Она чувствовала, как покачивается экипаж, принимая ещё одного седока. Крутила на пальце кольцо, смотрела в пустоту и молчала.
— Необычные клятвы, — произнесла Лейза, когда карета тронулась. — Придумали на ходу или приготовили заранее?
— Я учила другую клятву.
— Какую?
— Намного короче.
Лейза поёрзала на сиденье, кутаясь в меха:
— Я не услышала от вас ни слова о любви к моему сыну.
— Зато вы не услышали ни слова лжи, — сказала Янара и спрятала под накидку замёрзшие руки.
44
Пиршественный зал был жарко натоплен. Столы ломились от яств: мясо вяленое и жареное, рыба солёная и копчёная, дичь, фаршированная крупами и овощами. Голуби и куропатки лежали на блюдах, разведя ноги, как бесстыдные девки. Фазаны восседали на серебре, пряча наготу под ярким оперением. В вазочках мёд в сотах, приправы, соусы и специи, привезённые из заморских стран. Недаром поговорка гласила: «Чем острее еда, тем богаче хозяин». Работник кухни, отвечающий за соль, носил между столами поднос с солонками. Гости подсаливали кушанье и возвращали солонки на место.

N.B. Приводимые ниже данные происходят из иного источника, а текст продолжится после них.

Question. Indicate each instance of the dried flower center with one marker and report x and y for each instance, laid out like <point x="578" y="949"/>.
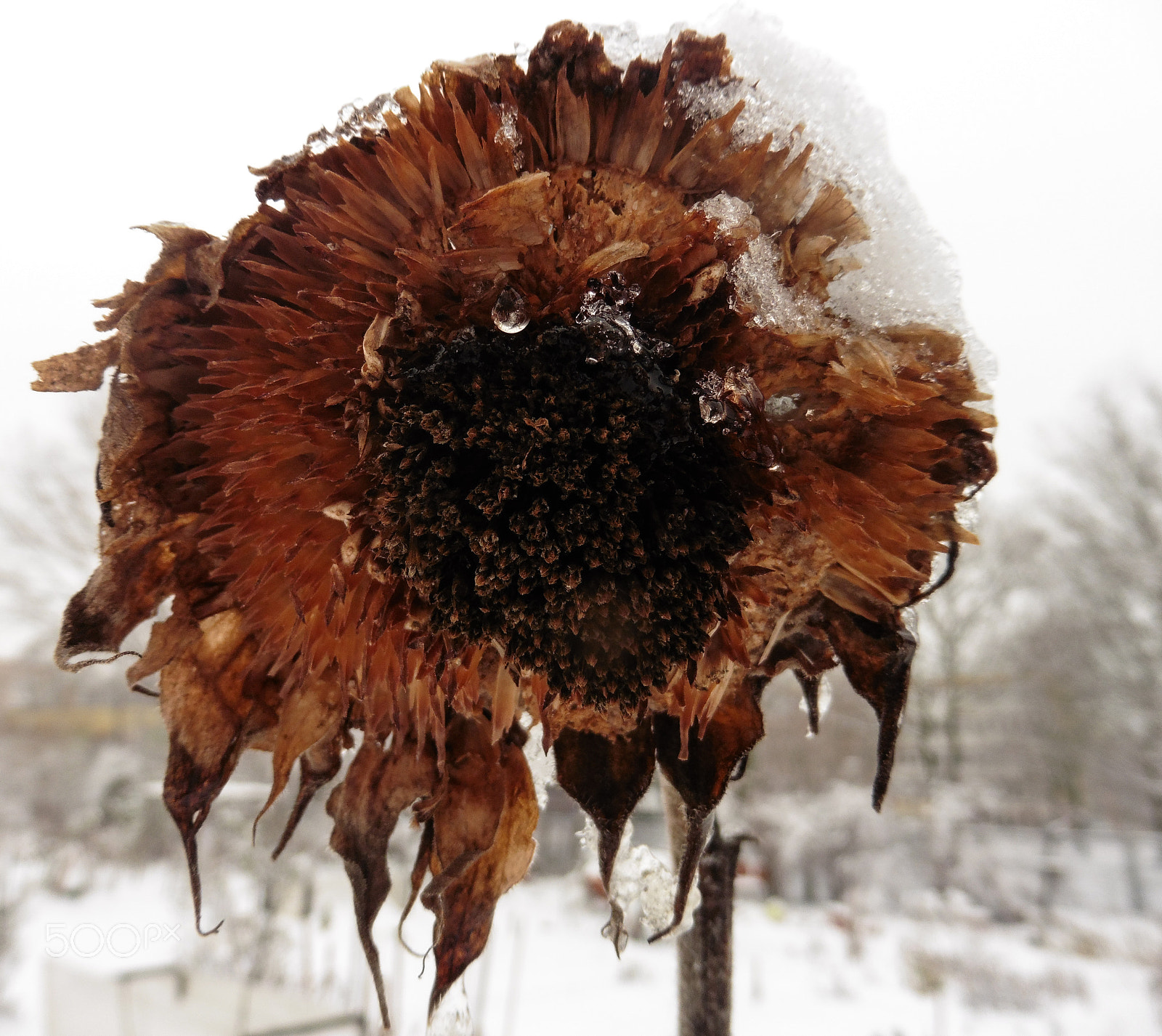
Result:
<point x="561" y="495"/>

Мужей веселили приглашённые кастеляном замка трубадуры. Они исполняли незатейливые песенки, щедро сдобренные непристойными шутками. Гости стучали кулаками по скамьям и хохотали от души. Священники, стараясь сохранить благопристойный вид, надували щёки и вытирали слёзы. Рэн после каждой словесной шалости хлопал ладонями по подлокотникам кресла и, запрокинув голову, смеялся со стоном. Лейза улыбалась, прикрывая губы рукой. А Янара, сидя между свекровью и новоиспечённым супругом, бледнела, краснела и не знала, куда смотреть.